Придавленное как могильной плитой жестокой волей самодержца, русское образованное общество еще накануне войны переживало мерзейшую скуку и апатию, которую не сразу развеял и гром севастопольских пушек. «Брат Огарев, очень скучно и досадно, – писал накануне войны поэту его друг С. И. Астраков. – Черт знает что, кажется, теперь сделал, а ничего нельзя… Черт знает, когда это все будет похоже на что-нибудь». И в другом письме, спустя полгода: «Ты говоришь, что скучно до смерти, а я даже и этого не могу сказать, уж хоть было скучно до смерти, так это бы было хорошо, – по крайней мере умереть бы, да и концы в воду – а то и этого-то нет – скучно, а живешь и смерти нет»[368]
.В пору несчастной войны литературные разговоры в гостиных все чаще сменялись вистом и штоссом, графиня Ростопчина увлеклась верчением столов и обнаружила в себе сильного медиума. «Москва совершенно мертва в этом году; здесь играют в карты более чем когда-либо…» – сообщала Софья Энгельгардт Дружинину в январе 1855 года[369]
. Пали тиражи всех журналов. Ввели военное обучение студентов: ставили их во фрунт и заставляли маршировать в университетском дворике. Былая самостоятельность, студенческая вольница времен молодости Островского уплыли в легендарное прошлое.Хотелось стряхнуть все это с себя как дурной сон, зажить иной, разумной, полной широких интересов жизнью. Все изверились и откладывали в сторону «Московские ведомости», которые каждый день писали про одни победы и подвиги и обещали, что «мы еще Европе покажем».
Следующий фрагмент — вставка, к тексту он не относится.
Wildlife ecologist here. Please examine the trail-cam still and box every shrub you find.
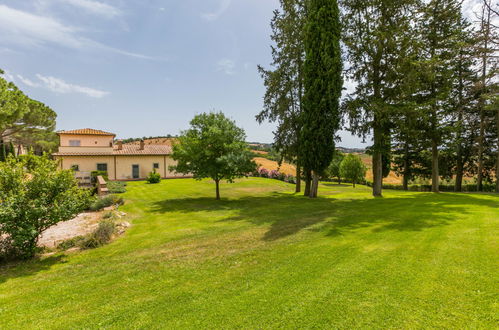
[78,220,116,249]
[0,154,91,259]
[147,170,161,184]
[91,171,108,184]
[269,170,280,179]
[107,181,127,194]
[102,211,114,219]
[258,168,269,178]
[286,175,296,184]
[88,195,124,211]
[57,236,85,250]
Островский, даже если отчетливо это не формулировал, здравым и прямым умом своим понимал: надоела общая продажность и неразбериха, трубные манифесты, хвастовство газет, виктории, виктории на бумаге, новые успехи едва ль не каждый день, а в результате военный разгром. Вывод, какой он делал для себя как человек и художник:
Крупную поддержку себе и своим чувствам он нашел в очерках из Севастополя молодого графа Толстого, писавшего не о громе побед и барабанной музыке, а о крови, страданиях, страшных госпиталях, волчком крутящихся бомбах, о будничности смерти и жалком тщеславии штабных офицеров даже на пороге ее.
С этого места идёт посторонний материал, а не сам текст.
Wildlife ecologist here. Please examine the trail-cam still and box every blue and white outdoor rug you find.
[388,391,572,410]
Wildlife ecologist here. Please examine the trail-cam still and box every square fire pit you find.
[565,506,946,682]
«Вчера вечером, – писал Писемский из Петербурга Островскому 26 июля 1855 года, – слушал я новый очерк Толстого “Июльская ночь в Севастополе” (т. е. Штурм). Ужас овладевает, волосы становятся дыбом от одного только воображения того, что делается там. Статья написана до такой степени безжалостно-честно, что тяжело становится читать. Прочти ее непременно!»[370]
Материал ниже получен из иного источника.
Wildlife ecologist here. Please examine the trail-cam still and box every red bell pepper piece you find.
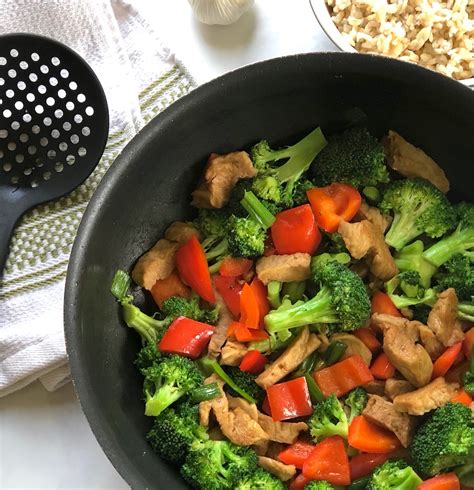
[219,257,253,277]
[307,183,361,233]
[289,473,313,490]
[271,204,321,255]
[266,377,312,422]
[432,342,463,379]
[227,321,269,343]
[302,435,351,485]
[159,316,215,359]
[250,277,269,327]
[462,327,474,358]
[370,352,396,380]
[150,270,190,309]
[214,274,243,317]
[278,440,315,469]
[418,473,460,490]
[314,355,374,398]
[353,327,382,353]
[451,388,473,407]
[240,283,260,329]
[371,291,401,317]
[349,452,392,480]
[175,235,215,303]
[239,350,268,375]
[348,415,402,453]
Островский, конечно, читал эти очерки и тоже восхищался молодым офицером, печатавшимся в «Современнике». Толстой отважно заявил, что героя в обычном смысле нет в его рассказе. «Герой же моей повести, которого я люблю всеми силами души и которого старался воспроизвести во всей красоте его и который всегда был, есть и будет прекрасен, – правда». И эти дорогие Островскому слова донеслись из самого пекла, с четвертого бастиона, оттуда же, откуда шли казенные реляции о подвигах и брели раненые, изувеченные солдаты.